One important issue commonly encountered in the analysis of microarray data is to decide which and how many genes should be selected for further studies. For discriminant microarray data analyses based on statistical models, such as the logistic regression models, gene selection can be accomplished by a comparison of the maximum likelihood of the model given the real data, (L) over cap (DM), and the expected maximum likelihood of the model given an ensemble of surrogate data with randomly permuted label, (L) over cap (D-0M). Typically, the computational burden for obtaining (L) over cap (D-0M) is immense, often exceeding the limits of available computing resources by orders of magnitude. Here, we propose an approach that circumvents such heavy computations by mapping the simulation problem to an extreme-value problem. We present the derivation of an asymptotic distribution of the extreme-value as well as its mean, median, and variance. Using this distribution, we propose two gene selection criteria, and we apply them to two microarray datasets and three classification tasks for illustration.

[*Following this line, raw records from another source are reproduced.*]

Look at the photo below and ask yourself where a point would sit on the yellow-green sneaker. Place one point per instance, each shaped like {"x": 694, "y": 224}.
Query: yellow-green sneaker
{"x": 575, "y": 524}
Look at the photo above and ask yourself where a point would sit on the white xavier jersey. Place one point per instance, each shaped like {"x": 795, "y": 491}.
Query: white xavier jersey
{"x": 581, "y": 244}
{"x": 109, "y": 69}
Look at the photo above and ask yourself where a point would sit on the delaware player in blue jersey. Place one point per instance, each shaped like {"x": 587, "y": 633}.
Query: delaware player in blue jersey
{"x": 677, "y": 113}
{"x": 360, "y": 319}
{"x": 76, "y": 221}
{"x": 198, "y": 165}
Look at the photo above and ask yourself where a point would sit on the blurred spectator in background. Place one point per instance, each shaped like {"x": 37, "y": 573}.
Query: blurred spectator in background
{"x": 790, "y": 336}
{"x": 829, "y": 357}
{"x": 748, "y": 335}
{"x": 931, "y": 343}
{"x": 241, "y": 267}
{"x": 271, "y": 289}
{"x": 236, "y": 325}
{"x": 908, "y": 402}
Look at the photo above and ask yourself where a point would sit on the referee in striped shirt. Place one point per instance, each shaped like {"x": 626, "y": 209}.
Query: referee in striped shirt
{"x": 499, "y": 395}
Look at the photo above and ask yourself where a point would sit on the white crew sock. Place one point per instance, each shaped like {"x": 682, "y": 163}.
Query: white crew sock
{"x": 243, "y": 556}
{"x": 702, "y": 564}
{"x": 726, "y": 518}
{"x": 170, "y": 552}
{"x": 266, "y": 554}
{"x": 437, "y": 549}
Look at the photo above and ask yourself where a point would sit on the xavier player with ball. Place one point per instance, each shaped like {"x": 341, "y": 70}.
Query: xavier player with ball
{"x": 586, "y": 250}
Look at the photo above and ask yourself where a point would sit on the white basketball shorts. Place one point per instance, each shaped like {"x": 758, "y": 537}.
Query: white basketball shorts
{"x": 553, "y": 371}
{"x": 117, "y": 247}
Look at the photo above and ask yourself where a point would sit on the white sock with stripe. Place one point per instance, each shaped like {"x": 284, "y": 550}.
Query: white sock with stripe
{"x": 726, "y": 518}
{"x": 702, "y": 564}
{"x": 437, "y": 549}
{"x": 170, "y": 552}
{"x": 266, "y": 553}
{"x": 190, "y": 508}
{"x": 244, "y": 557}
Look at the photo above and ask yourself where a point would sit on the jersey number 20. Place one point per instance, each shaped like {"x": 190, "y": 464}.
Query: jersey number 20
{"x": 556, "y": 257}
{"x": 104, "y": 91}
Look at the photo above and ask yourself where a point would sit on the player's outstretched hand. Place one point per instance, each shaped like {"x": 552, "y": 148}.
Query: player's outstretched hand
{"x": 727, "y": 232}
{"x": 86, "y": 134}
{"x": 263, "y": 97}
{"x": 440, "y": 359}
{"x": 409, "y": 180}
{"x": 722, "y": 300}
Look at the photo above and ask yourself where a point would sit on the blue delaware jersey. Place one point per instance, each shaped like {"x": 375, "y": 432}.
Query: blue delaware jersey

机译:在微阵列数据分析中通常遇到的一个重要问题是决定应选择哪些基因和多少基因进行进一步研究。对于基于统计模型(例如逻辑回归模型)的判别性微阵列数据分析,可以通过比较给定真实数据,上限(L)(D M)和给定具有随机排列标签(L)上限(D-0 M)的替代数据的集合,模型的预期最大似然性。通常,用于获得上限(D-0 M)的(L)的计算负担很大,通常超出可用计算资源的限制几个数量级。在这里,我们提出了一种通过将模拟问题映射到极值问题来规避繁重计算的方法。我们介绍了极值及其均值,中位数和方差的渐近分布的推导。使用这种分布,我们提出了两个基因选择标准,并将它们应用于两个微阵列数据集和三个分类任务以进行说明。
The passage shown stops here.